Christina Demoss enjoyed the play, but wished more attention was given to Lady Macbeth’s eventual all-consuming guilt. Her favorite line of the play belonged to Lady Macbeth as she convincingly said to her husband “…look like the innocent flower but be like the serpent under it.” (1.5.56-58).

Baker thought the actors effectively flip flopped gender roles. “One of the actors among the three playing a witch was a male,” she noted. “Back in Shakespeare’s time, all of the roles were played by males. In this rendition of “Macbeth,” a young boy was played by an actress.”

Petersen, who plans to be an astrophysicist, is currently enrolled in a Shakespeare class. He considers himself a novice polymath and points out that Shakespeare’s eternal relevance is due to his word choice. He cites the following as proof, “…and pity like a naked newborn babe, striding the blast, or heaven’s cherubim horsed upon the sightless couriers of the air, shall blow the horrid deed in every eye, that tears shall drown the wind. (1.7.19-25)

Achach found the actors’ ability to memorize the lines of four plays at any given time admirable. She also remarked that “Shakespeare demonstrated the power that many women have over men as Macbeth was persuaded by his wife to commit the evil deed.”

After the show, the students participated in a talkback with several members of the cast. Reiss asked one of the actors how the precisely executed sword fight was choreographed without anyone getting hurt.  

“I have always wondered where the line “Double, double toil and trouble” (4.1.20-22) originated, and now I know it is the song of the witches in “Macbeth.”

Dr. Nikki Andel, associate teaching professor of English at Schuylkill, who also traveled to Virginia, said, “The best way to access Shakespeare is not through YouTube and film as they fail in comparison to the suspension of disbelief and visceral reactions to live performances.”

The students also enjoyed a tour of the theatre replete with a costume room, props, and ceiling and floor trap doors leading metaphorically to heaven and hell.

Dr. Michael Gallis, associate professor of physics and co-coordinator of the Honors Program, said that this was the first time he watched a live performance of a Shakespeare play. “I would love to see more Shakespearean plays as they reveal the history of our culture,” he said.

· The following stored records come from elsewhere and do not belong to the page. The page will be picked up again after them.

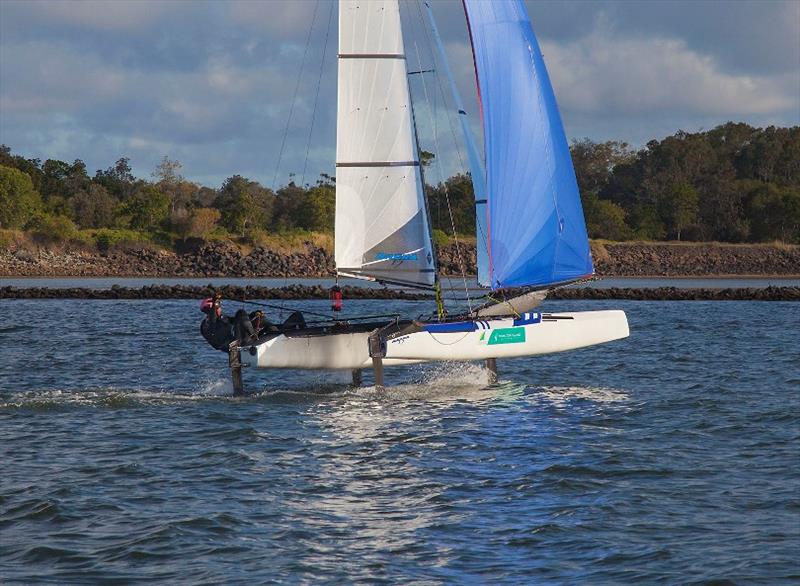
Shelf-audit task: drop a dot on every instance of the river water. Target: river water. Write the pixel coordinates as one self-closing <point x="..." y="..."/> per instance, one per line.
<point x="671" y="456"/>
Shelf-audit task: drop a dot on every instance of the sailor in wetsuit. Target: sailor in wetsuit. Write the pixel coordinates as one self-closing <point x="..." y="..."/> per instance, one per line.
<point x="216" y="328"/>
<point x="220" y="330"/>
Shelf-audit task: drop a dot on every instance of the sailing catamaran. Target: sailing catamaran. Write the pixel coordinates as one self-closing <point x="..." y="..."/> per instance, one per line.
<point x="531" y="232"/>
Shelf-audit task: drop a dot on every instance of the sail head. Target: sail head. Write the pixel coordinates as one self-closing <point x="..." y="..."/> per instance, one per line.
<point x="537" y="232"/>
<point x="382" y="227"/>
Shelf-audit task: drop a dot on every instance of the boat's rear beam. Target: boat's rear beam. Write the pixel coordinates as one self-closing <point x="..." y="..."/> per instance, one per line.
<point x="235" y="364"/>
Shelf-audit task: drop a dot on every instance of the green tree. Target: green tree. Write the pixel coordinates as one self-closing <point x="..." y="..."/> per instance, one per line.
<point x="147" y="207"/>
<point x="93" y="208"/>
<point x="19" y="201"/>
<point x="319" y="208"/>
<point x="680" y="207"/>
<point x="118" y="180"/>
<point x="594" y="162"/>
<point x="604" y="219"/>
<point x="244" y="205"/>
<point x="203" y="221"/>
<point x="455" y="195"/>
<point x="775" y="213"/>
<point x="288" y="210"/>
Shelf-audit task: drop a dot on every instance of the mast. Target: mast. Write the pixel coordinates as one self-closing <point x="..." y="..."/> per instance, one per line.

The Virginia trip is just one of several outstanding events available to Penn State Schuylkill honors students. “In addition to the Shakespeare trip, this year, students have visited the Intrepid Air and Space Museum, seen a Broadway musical, listened to philosopher Sam Harris speak in Philadelphia, traveled to the Joseph Priestly House, and spent four days in Washington DC visiting monuments, museums and historical sites,” said Dr. Valerie Schrader, interim director of Academic Affairs and co-coordinator of the Penn State Schuylkill Honors Program.